A Royal Navy submariner who tried to pass on secret information to Russian agents has been remanded in custody after admitting his crime.

Petty Officer Edward Devenney, 30, was caught in a MI5 sting after trying to hand over classified information that could be useful to the enemy, the Old Bailey heard today.

The court heard how the non-commissioned officer had been willing to betray the movements of Royal Navy crews by passing on code breaking technology as well as operational details relating to HMS Trafalgar and the sailing dates of two nuclear submarines.

He contacted a foreign embassy to try and pass the details of the programmes used to encrypt secret information to the Russians. But the two people he eventually met were British Security Service officers posing as foreign agents and covertly filming the encounter.

During a brief hearing Devenney, spoke only to confirm his name and enter pleas.
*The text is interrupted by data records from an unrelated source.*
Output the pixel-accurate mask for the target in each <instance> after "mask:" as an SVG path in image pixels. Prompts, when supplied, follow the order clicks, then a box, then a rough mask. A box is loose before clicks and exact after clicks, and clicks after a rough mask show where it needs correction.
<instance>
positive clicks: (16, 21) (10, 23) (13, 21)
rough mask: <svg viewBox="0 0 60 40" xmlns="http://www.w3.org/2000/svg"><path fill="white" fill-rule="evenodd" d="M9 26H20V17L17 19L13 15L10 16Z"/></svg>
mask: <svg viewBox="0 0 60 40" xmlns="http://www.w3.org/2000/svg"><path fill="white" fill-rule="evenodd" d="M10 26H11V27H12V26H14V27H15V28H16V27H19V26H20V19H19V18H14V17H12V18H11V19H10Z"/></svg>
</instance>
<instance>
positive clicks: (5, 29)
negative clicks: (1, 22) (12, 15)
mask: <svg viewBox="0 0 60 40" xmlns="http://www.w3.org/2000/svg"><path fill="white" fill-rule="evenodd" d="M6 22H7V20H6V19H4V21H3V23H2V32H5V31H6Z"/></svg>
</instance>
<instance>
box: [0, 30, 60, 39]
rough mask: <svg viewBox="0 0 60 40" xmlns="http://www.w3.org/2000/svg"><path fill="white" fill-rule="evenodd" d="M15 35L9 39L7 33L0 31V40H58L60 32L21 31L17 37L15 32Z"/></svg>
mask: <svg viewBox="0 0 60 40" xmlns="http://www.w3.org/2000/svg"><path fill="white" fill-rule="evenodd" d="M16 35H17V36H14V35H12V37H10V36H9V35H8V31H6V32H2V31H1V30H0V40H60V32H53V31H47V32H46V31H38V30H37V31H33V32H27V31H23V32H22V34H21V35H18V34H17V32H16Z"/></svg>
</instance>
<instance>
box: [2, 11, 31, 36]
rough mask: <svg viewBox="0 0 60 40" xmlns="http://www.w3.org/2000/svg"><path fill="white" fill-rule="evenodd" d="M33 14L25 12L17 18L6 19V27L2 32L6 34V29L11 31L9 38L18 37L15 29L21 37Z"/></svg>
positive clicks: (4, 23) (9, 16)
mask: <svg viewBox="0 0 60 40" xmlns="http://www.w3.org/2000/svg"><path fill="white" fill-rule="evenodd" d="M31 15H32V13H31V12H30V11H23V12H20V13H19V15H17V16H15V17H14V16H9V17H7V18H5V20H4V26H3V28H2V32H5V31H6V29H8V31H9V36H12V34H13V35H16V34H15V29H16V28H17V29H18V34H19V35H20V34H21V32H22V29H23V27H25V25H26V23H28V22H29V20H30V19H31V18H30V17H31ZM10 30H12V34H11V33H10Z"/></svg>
The sailor from Northern Ireland pleaded guilty to collecting information for a purpose prejudicial to the safety or interests of the state, which could be useful to an enemy, between 18 November last year and 7 March this year.

He also admitted a second charge that as a petty officer he “wilfully misconducted himself” by communicating with a foreign power with the intention of harming the Royal Navy.
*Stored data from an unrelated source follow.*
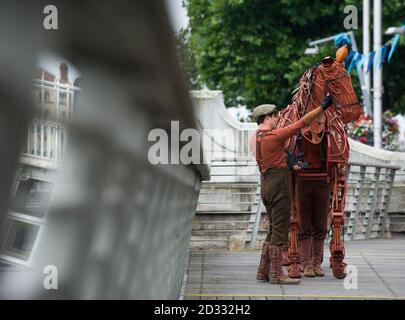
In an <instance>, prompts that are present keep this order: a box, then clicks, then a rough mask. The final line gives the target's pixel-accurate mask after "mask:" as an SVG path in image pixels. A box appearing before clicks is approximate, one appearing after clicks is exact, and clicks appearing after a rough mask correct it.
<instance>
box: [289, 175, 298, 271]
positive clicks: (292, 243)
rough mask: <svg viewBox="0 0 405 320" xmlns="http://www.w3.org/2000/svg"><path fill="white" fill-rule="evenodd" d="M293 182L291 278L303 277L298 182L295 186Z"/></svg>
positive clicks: (291, 229) (290, 250)
mask: <svg viewBox="0 0 405 320" xmlns="http://www.w3.org/2000/svg"><path fill="white" fill-rule="evenodd" d="M292 183H293V181H291V187H290V192H291V206H292V216H291V220H290V248H289V252H288V258H289V263H290V264H289V266H288V276H289V277H290V278H301V253H300V249H299V245H298V229H299V224H300V223H299V213H298V206H297V201H298V199H297V190H296V187H297V182H295V186H293V185H292ZM294 189H295V192H294Z"/></svg>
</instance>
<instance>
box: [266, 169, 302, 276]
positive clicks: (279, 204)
mask: <svg viewBox="0 0 405 320" xmlns="http://www.w3.org/2000/svg"><path fill="white" fill-rule="evenodd" d="M270 180H271V181H272V183H271V184H272V186H271V187H272V191H273V192H271V196H270V199H269V200H270V201H269V202H270V205H271V215H272V217H271V221H272V235H271V240H270V243H271V245H270V247H269V255H270V273H269V283H271V284H298V283H299V282H300V281H299V280H298V279H292V278H290V277H288V276H286V275H285V274H284V271H283V266H282V253H283V247H284V244H285V243H286V242H287V240H288V226H289V221H290V215H291V210H290V209H291V198H290V181H289V172H288V171H287V170H275V171H274V174H273V175H272V176H271V177H270Z"/></svg>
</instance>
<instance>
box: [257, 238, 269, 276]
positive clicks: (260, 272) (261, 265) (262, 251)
mask: <svg viewBox="0 0 405 320" xmlns="http://www.w3.org/2000/svg"><path fill="white" fill-rule="evenodd" d="M269 245H270V243H269V242H264V243H263V248H262V255H261V257H260V263H259V269H257V274H256V279H257V280H260V281H269V272H270V257H269V250H268V248H267V247H268V246H269Z"/></svg>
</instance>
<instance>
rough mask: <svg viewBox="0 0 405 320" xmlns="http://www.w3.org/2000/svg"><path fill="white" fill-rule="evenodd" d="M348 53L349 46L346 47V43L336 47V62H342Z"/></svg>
mask: <svg viewBox="0 0 405 320" xmlns="http://www.w3.org/2000/svg"><path fill="white" fill-rule="evenodd" d="M348 54H349V48H348V45H347V44H345V45H344V46H343V47H340V48H339V49H337V51H336V62H339V63H342V62H343V61H344V60H345V59H346V57H347V55H348Z"/></svg>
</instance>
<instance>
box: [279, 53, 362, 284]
mask: <svg viewBox="0 0 405 320" xmlns="http://www.w3.org/2000/svg"><path fill="white" fill-rule="evenodd" d="M336 60H337V61H336ZM336 60H335V59H333V58H331V57H326V58H324V59H323V60H322V62H321V63H319V64H317V65H315V66H313V67H311V68H310V69H308V70H307V71H306V72H305V73H304V74H303V76H302V77H301V79H300V85H299V88H298V91H297V92H296V93H295V95H294V96H293V99H292V103H291V104H290V105H288V106H287V108H285V109H283V110H282V111H281V112H280V113H279V120H278V124H277V129H278V128H281V127H284V126H286V125H289V124H291V123H293V122H295V121H297V120H299V119H300V118H301V117H302V116H303V115H304V114H306V113H307V112H309V111H311V110H313V109H315V108H316V107H318V106H319V105H320V104H321V103H322V100H323V99H324V97H325V96H326V95H327V94H329V95H330V96H331V97H332V100H333V104H332V106H331V107H330V108H328V109H327V110H326V112H325V113H323V114H321V115H320V116H319V117H318V118H317V119H316V120H315V121H313V122H312V123H311V124H310V125H309V126H308V127H305V128H303V129H301V130H300V131H299V132H298V134H297V135H296V136H293V137H291V138H290V139H289V140H287V141H286V151H287V153H288V157H287V159H288V163H289V167H290V169H291V168H292V166H293V165H294V164H300V165H301V167H302V170H298V171H295V170H291V195H292V197H291V201H292V218H291V221H290V245H289V249H288V260H289V267H288V275H289V276H290V277H295V278H297V277H301V273H300V251H299V247H298V227H299V223H300V220H299V216H300V215H299V212H298V208H297V196H296V178H297V177H298V176H299V177H301V178H305V177H307V178H309V179H325V180H326V181H327V182H328V185H329V186H330V190H329V191H330V193H331V196H330V199H329V222H330V228H331V230H332V236H331V241H330V244H329V249H330V252H331V257H330V266H331V268H332V270H333V275H334V276H335V277H336V278H339V279H343V278H344V277H345V276H346V264H345V263H344V261H343V260H344V257H345V247H344V239H343V232H344V215H345V213H344V209H345V195H346V168H347V162H348V160H349V142H348V137H347V133H346V131H345V128H344V124H345V123H348V122H352V121H355V120H356V119H358V117H359V116H360V114H361V110H362V108H361V106H360V105H359V103H358V101H357V97H356V94H355V92H354V89H353V86H352V81H351V77H350V75H349V73H348V72H347V71H346V69H345V68H344V65H343V63H341V62H339V59H338V58H337V59H336ZM302 139H306V140H307V142H309V143H311V144H313V145H318V146H319V148H321V149H320V150H321V152H320V155H321V161H322V168H321V169H319V170H316V171H315V172H314V170H311V168H306V164H307V163H306V162H305V157H304V153H303V152H302V149H301V143H302Z"/></svg>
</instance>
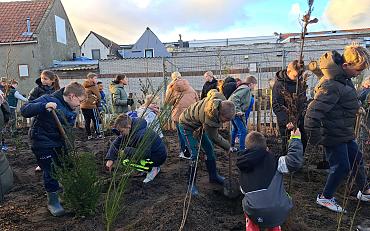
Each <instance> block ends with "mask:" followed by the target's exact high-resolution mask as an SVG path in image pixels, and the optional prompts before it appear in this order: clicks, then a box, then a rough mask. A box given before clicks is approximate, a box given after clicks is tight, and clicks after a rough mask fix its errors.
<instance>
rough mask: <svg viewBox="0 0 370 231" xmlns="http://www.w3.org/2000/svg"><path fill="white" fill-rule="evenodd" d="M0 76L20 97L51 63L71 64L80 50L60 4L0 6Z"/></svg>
mask: <svg viewBox="0 0 370 231" xmlns="http://www.w3.org/2000/svg"><path fill="white" fill-rule="evenodd" d="M0 22H1V23H0V24H1V25H0V76H1V77H7V78H8V79H9V80H10V79H16V80H17V81H19V89H20V91H21V92H22V93H23V94H28V92H29V91H30V90H31V89H32V88H33V87H34V86H35V79H36V78H38V77H39V75H40V71H41V70H44V69H47V68H49V67H51V66H52V63H53V60H72V59H73V58H74V57H76V56H79V55H80V47H79V44H78V41H77V38H76V35H75V33H74V31H73V28H72V26H71V24H70V21H69V19H68V17H67V14H66V12H65V10H64V8H63V5H62V3H61V1H60V0H32V1H16V2H0Z"/></svg>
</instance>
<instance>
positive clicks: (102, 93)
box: [97, 81, 107, 112]
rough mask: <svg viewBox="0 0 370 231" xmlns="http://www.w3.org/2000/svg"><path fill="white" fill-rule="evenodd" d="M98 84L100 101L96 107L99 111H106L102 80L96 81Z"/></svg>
mask: <svg viewBox="0 0 370 231" xmlns="http://www.w3.org/2000/svg"><path fill="white" fill-rule="evenodd" d="M97 85H98V90H99V93H100V103H99V106H98V109H99V111H100V112H102V111H104V112H106V111H107V100H106V98H105V93H104V91H103V88H104V86H103V83H102V82H100V81H99V82H98V83H97Z"/></svg>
But he denied a count of communicating information to another person, contrary to the Official Secrets Act, which prosecutor Mark Dennis QC said was now reflected in the misconduct charge.

The barrister told the court Devenney accepted that he attempted to pass on secrets of the subs' movements to the two men he thought were Russian secret agents.
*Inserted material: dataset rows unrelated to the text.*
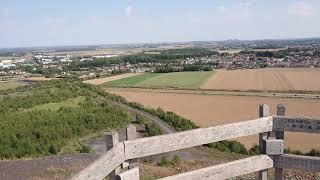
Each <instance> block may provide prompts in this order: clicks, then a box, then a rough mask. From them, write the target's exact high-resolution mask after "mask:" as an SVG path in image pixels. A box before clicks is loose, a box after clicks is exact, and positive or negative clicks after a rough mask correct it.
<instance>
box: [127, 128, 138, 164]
mask: <svg viewBox="0 0 320 180" xmlns="http://www.w3.org/2000/svg"><path fill="white" fill-rule="evenodd" d="M126 134H127V140H133V139H136V138H137V128H136V127H135V126H134V125H129V126H128V127H127V129H126ZM138 161H139V160H138V159H130V160H128V161H127V162H128V163H129V166H128V168H129V169H131V168H135V167H137V166H138Z"/></svg>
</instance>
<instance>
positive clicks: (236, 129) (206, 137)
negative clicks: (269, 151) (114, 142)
mask: <svg viewBox="0 0 320 180" xmlns="http://www.w3.org/2000/svg"><path fill="white" fill-rule="evenodd" d="M272 122H273V121H272V117H271V116H269V117H263V118H259V119H256V120H250V121H244V122H238V123H233V124H226V125H221V126H215V127H209V128H199V129H194V130H189V131H184V132H179V133H175V134H167V135H161V136H154V137H148V138H141V139H134V140H129V141H124V142H123V143H124V144H125V157H126V159H135V158H139V157H144V156H150V155H154V154H161V153H165V152H170V151H175V150H179V149H185V148H190V147H194V146H200V145H203V144H209V143H213V142H218V141H222V140H227V139H232V138H237V137H242V136H249V135H254V134H258V133H262V132H268V131H271V130H272Z"/></svg>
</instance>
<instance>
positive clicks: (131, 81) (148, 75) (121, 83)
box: [102, 73, 160, 87]
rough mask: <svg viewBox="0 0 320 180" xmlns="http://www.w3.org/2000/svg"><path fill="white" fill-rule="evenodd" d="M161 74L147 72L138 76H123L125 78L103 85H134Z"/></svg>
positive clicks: (102, 85) (103, 84) (109, 82)
mask: <svg viewBox="0 0 320 180" xmlns="http://www.w3.org/2000/svg"><path fill="white" fill-rule="evenodd" d="M158 75H160V73H145V74H141V75H138V76H132V77H127V78H123V79H118V80H115V81H110V82H107V83H104V84H102V86H112V87H133V86H136V85H137V84H139V83H141V82H143V81H145V80H147V79H150V78H153V77H156V76H158Z"/></svg>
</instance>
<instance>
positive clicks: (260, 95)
mask: <svg viewBox="0 0 320 180" xmlns="http://www.w3.org/2000/svg"><path fill="white" fill-rule="evenodd" d="M107 91H111V92H115V91H119V92H122V91H124V92H128V91H130V92H146V93H167V94H195V95H212V96H216V95H224V96H249V97H272V98H300V99H320V93H319V92H313V93H309V94H308V93H291V92H262V91H260V92H258V91H228V90H196V89H195V90H187V89H186V90H182V89H181V90H180V89H169V88H164V89H148V88H143V89H142V88H107Z"/></svg>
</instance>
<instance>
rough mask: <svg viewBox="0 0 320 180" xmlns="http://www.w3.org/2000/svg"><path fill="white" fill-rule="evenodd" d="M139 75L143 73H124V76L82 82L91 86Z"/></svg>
mask: <svg viewBox="0 0 320 180" xmlns="http://www.w3.org/2000/svg"><path fill="white" fill-rule="evenodd" d="M141 74H143V73H126V74H121V75H116V76H111V77H105V78H98V79H90V80H87V81H84V82H85V83H89V84H93V85H99V84H103V83H106V82H110V81H115V80H118V79H123V78H128V77H132V76H137V75H141Z"/></svg>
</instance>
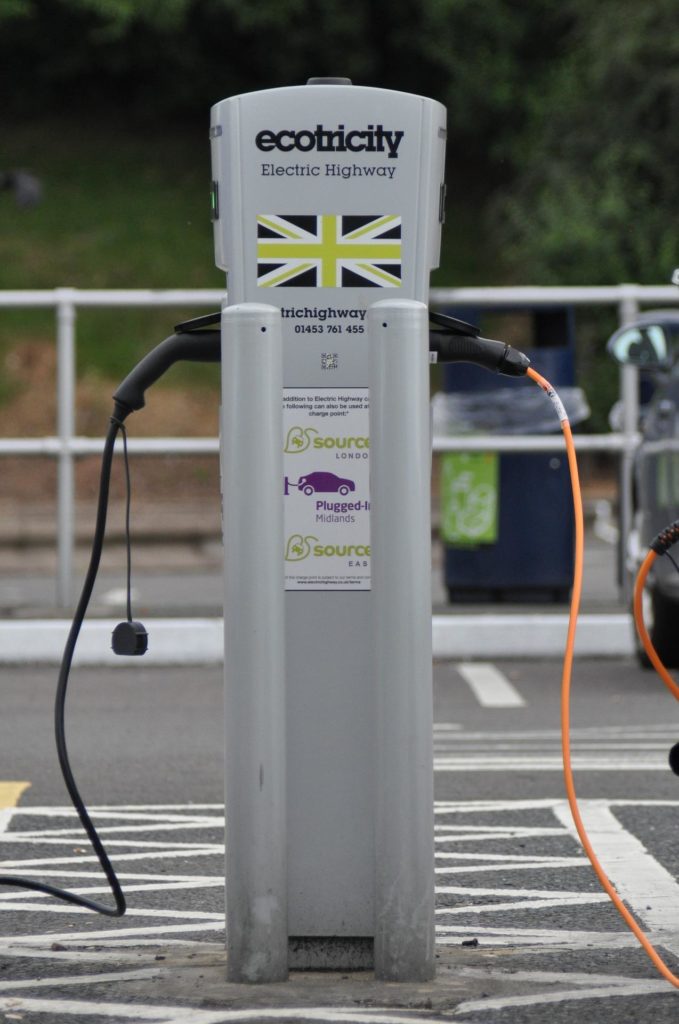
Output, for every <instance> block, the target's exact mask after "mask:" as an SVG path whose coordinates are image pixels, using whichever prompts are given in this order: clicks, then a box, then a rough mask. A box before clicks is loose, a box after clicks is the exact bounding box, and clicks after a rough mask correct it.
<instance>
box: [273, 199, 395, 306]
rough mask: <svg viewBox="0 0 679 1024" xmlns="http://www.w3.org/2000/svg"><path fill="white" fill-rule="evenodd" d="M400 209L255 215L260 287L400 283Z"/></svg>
mask: <svg viewBox="0 0 679 1024" xmlns="http://www.w3.org/2000/svg"><path fill="white" fill-rule="evenodd" d="M400 284H401V219H400V216H399V215H398V214H394V213H389V214H355V215H353V214H335V213H324V214H306V215H297V214H279V213H260V214H259V215H258V216H257V285H258V287H259V288H400Z"/></svg>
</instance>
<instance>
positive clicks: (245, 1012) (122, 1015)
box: [0, 997, 426, 1024]
mask: <svg viewBox="0 0 679 1024" xmlns="http://www.w3.org/2000/svg"><path fill="white" fill-rule="evenodd" d="M0 1010H2V1011H3V1012H5V1013H12V1012H14V1013H16V1011H18V1010H20V1011H23V1012H24V1013H34V1014H40V1013H47V1014H60V1015H61V1017H67V1016H72V1017H81V1016H82V1017H85V1018H86V1019H87V1021H88V1024H89V1021H90V1020H91V1019H92V1017H112V1018H114V1019H115V1020H117V1021H121V1020H136V1021H157V1022H163V1024H239V1022H243V1024H246V1022H248V1021H256V1022H260V1021H267V1020H272V1021H277V1020H292V1021H299V1020H300V1019H302V1018H303V1019H304V1020H305V1021H317V1022H319V1024H323V1022H326V1021H327V1022H328V1024H342V1022H344V1024H423V1021H424V1020H426V1018H424V1017H423V1016H422V1014H417V1015H413V1014H412V1012H409V1011H407V1010H406V1011H401V1010H398V1009H392V1008H386V1007H375V1008H367V1009H365V1010H358V1009H355V1008H348V1007H347V1008H345V1007H302V1008H299V1007H279V1008H272V1007H258V1008H257V1009H256V1010H193V1009H190V1008H188V1007H158V1006H156V1007H154V1006H148V1004H141V1002H135V1004H131V1002H100V1001H98V1000H97V1001H96V1002H85V1001H83V1000H78V999H30V998H27V999H18V998H16V997H13V998H0Z"/></svg>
 'The subject matter of count two [the communicating information charge] is information which he gave during a conversation with two men he believed were Russian Secret Service agents,' he added. 'Firstly, it relates to an operation that was undertaken by a submarine, HMS Trafalgar, and secondly it relates to the dates for the coming and going of two nuclear submarines during the course of this year.”

While Devenney was caught before any harm could be done, Mr Dennis said: “One of the issues is the damage or potential damage - and realistically it is potential damage -caused to the national interest.”

Devenney had a promising career in the Navy, had been sponsored through a degree in electronic engineering and passed exams required for a commissioned officer’s course.

Yet before his arrest he was obsessively posting as many as 40 tweets a day on his Twitter page, revealing details on everything from British nuclear capability to his operational duties.

On January 26 he wrote: “Bomb Iran? Am not bothered, but I'll probably be in the submarine that fires the missiles!” A week earlier he posted: “Drop Trident? I'm on a V boat at the mo. Capability is absolutely essential to British military influence” before revealing during a public discussion with another Twitter user that the electronic warfare (EW) system aboard his submarine was broken.

Mr Justice Saunders remanded him in custody until a fuller hearing of the case on 12 December when he will be sentenced.

While the judge said he hoped as much of the evidence as possible could be heard in open court he warned that some of the hearing might have to be behind closed doors.